The Renewable Energy Association (REA) has criticised the government for reducing solar tariff rates by up to 49%on large scale schemes.
The Department for Energy and Climate Change (Decc) has announced its fast-track review into feed-in tariffs for small scale low carbon electricity generation.
The rates have been reduced by up to 70% with no transition arrangements. The new rates stand at:
For large photo-voltaic installations:
- >50kW - ≤150kW: 19p/kWh
- >150kW - ≤250kW: 15p/kWh
- >250kW - ≤5MW: 8.5p/kWh
And for farm scale anaerobic digestion installations:
- ≤250kW: 14p/kWh
- >250 - ≤500kW: 13p/kWh
The REA has criticised the changes by making projects “totally unviable”, and adding there was “disbelief within the industry that the Government has totally undermined the PV sector without having first properly understood its potential”.
“Larger PV projects are cheaper, and have a major role in driving down costs,” said REA chief executive Gaynor Hartnell.
“We don’t want boom and bust in this sector either,but pulling the rug out from under the feet of those that have ventured into this market was precisely the wrong response. The UK will return to the solar slow-lane. It’s as good as a retrospective change and that does untold damage to investor confidence. It’s not acceptable and we will fight it.”
However, Climate Change minister Greg Barker said that “in these financially challenging times, it is even more important that we get the balance of the scheme right.”
“The projections for take up of FITs published by the previous government failed to anticipate any large or small scale non-domestic solar PV installations until 2013.
“These projections have clearly proved to be flawed.
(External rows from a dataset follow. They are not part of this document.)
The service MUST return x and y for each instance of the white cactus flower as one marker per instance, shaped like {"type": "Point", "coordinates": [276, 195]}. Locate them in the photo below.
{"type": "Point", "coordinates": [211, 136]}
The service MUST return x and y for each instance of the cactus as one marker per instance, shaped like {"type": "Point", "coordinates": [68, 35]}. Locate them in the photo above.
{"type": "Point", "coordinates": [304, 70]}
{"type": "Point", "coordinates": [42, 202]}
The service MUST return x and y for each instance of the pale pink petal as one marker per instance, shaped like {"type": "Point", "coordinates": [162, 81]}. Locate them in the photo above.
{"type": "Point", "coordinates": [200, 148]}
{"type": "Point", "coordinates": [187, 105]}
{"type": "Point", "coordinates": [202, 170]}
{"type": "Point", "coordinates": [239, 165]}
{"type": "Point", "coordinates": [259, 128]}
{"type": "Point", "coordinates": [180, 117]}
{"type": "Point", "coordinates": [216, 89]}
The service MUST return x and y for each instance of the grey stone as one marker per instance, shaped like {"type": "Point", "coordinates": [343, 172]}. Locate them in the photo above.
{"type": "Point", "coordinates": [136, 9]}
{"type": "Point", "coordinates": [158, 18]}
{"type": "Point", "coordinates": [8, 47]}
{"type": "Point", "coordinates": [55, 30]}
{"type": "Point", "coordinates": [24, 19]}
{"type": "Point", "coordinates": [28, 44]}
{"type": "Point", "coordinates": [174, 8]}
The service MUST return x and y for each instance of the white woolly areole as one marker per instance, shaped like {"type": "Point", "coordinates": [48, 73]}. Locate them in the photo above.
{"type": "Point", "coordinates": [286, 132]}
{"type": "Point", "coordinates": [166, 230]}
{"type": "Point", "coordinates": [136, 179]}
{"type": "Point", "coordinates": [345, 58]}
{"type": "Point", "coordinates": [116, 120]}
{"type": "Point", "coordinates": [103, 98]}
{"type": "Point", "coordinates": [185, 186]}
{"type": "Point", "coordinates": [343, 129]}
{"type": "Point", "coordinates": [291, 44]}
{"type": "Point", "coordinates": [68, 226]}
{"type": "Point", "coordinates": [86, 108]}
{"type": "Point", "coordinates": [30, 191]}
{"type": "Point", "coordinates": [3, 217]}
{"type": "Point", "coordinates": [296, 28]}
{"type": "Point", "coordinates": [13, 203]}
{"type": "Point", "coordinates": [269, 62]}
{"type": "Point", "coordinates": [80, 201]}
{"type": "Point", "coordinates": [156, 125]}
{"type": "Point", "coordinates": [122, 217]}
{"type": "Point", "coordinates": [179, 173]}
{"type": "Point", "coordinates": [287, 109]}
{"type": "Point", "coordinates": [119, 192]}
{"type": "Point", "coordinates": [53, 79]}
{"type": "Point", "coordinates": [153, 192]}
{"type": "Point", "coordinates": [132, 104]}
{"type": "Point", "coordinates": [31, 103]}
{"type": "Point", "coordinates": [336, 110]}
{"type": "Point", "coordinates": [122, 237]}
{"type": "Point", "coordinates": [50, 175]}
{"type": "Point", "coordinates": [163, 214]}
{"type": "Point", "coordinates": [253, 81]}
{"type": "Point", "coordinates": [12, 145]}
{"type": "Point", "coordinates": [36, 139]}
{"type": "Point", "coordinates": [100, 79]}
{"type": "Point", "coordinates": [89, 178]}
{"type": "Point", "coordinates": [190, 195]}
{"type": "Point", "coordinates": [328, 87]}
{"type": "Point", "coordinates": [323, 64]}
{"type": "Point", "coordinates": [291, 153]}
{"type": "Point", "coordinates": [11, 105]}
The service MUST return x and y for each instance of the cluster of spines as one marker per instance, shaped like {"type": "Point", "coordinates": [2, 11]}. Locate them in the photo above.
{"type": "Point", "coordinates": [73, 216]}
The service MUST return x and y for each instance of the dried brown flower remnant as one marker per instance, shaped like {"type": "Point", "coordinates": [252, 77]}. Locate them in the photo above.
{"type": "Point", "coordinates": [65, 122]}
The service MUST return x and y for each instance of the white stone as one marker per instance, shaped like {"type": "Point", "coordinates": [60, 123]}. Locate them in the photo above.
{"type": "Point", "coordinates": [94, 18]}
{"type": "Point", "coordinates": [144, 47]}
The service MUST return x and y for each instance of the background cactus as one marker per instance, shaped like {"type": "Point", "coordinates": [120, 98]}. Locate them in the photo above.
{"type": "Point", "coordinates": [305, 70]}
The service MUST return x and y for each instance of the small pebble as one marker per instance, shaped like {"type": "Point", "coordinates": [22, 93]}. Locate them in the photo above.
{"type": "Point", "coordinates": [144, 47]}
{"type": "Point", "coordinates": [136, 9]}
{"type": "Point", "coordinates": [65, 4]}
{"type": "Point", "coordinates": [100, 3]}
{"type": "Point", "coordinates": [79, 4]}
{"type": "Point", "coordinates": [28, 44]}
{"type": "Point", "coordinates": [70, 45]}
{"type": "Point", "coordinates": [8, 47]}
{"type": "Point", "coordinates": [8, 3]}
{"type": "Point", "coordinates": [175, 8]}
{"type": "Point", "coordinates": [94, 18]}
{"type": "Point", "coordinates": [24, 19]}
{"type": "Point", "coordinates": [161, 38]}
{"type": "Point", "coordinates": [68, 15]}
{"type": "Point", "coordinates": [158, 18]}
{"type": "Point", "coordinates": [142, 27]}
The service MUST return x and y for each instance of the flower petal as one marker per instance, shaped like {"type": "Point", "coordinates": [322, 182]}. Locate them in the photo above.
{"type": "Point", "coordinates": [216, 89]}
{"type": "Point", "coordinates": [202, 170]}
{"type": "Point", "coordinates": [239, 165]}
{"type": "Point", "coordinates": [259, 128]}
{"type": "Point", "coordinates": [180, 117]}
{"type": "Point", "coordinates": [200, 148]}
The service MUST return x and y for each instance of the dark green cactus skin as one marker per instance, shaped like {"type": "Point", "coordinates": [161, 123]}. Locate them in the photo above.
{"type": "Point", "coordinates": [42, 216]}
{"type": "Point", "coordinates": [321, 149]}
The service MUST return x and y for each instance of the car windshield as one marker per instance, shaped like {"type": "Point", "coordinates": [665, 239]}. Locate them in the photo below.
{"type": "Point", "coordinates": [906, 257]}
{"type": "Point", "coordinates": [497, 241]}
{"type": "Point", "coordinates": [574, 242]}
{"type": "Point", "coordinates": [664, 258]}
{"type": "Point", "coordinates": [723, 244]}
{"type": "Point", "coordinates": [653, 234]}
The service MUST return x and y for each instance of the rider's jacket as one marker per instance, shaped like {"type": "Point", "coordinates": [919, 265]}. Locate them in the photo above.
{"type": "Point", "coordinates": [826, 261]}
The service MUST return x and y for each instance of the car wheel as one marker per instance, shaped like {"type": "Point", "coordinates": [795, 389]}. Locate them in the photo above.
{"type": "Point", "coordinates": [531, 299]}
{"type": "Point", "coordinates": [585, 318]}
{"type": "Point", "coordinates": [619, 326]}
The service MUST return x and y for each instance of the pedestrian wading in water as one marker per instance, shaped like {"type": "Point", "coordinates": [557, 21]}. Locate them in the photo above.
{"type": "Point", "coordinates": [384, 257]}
Current market indications are that a rapid increase in the number of larger solar installations entering the scheme could distort funding for smaller and domestic scale installations as well as other technologies.
“Conversely the current tariff levels have failed to spur a meaningful uptake for anaerobic digestion which means that this technology is not fulfilling its potential contribution to our energy mix.”